September 2007 49 Royal College of Physicians of London (1999)

September 2007. 49. Royal College of Physicians of London (1999) Osteoporosis: clinical guidelines for prevention and treatment. RCP, London”
“Introduction Hip fractures are common events in the geriatric population and are often associated with significant morbidity and mortality. Mortality from hip fracture [1] approaches 20% or more at 1 year. Of those who survive to 6 months [2], only 60% recover their prefracture walking ability. Approximately 25% of the individuals [3] who were living independently before

the fracture require long-term Stattic nursing care. Hip fracture is considered a surgical disease; thus, prompt surgical correction is necessary for preservation of function. The surgery [4] itself carries a 4% mortality risk.

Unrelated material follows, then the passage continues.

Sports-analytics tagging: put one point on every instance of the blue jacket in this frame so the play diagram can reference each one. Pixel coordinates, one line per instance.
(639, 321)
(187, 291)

Medical specialists [5] including cardiologists are often involved in the care of these geriatric patients as most of them have comorbid conditions that must be managed concomitantly with their fracture. Cardiovascular and thromboembolic TPCA-1 research buy complications are among some of the commonest adverse events that could be experienced by these elderly patients during hospitalisation besides infection, delirium, etc., which could potentially contribute to the risk of functional decline, nursing home admission and mortality. This review article will focus on three parts: 1. periprocedural management of patients with hip fracture, who happened to be taking anti-platelet Small molecule library cell line agents(single

or dual) for underlying coronary artery disease with particular emphasis on those who received coronary stents,   2. general overview of the thromboembolic prophylaxis in geriatric Casein kinase 1 patients undergoing semi-urgent hip fracture surgery,   3. discussion on regional anaesthesia.   Timing of surgical intervention for hip fracture Hip fracture surgery should be performed within 24 to 48 h of hospitalisation for patients who are medically stable and without significant comorbidities. Most studies [6–10] have shown that surgical repair within this timeframe significantly reduces mortality. For patients with active comorbid medical conditions, such as unstable angina, congestive heart failure, chronic obstructive pulmonary disease, etc., it is prudent to delay the operation to as long as 72 h and optimise their medical conditions first. Anti-platelet agents The two most common anti-platelet agents encountered in clinical practice are aspirin and thienopyridines (e.g., clopidogrel and ticlopidine). They are usually taken by patients with atherothrombotic disease. Some patients may be taking dual anti-platelet therapy due to implantation of coronary artery stents, acute coronary syndrome and cerebrovascular disease. Anti-platelet agents are often stopped before elective surgery in order to reduce procedure-related bleeding.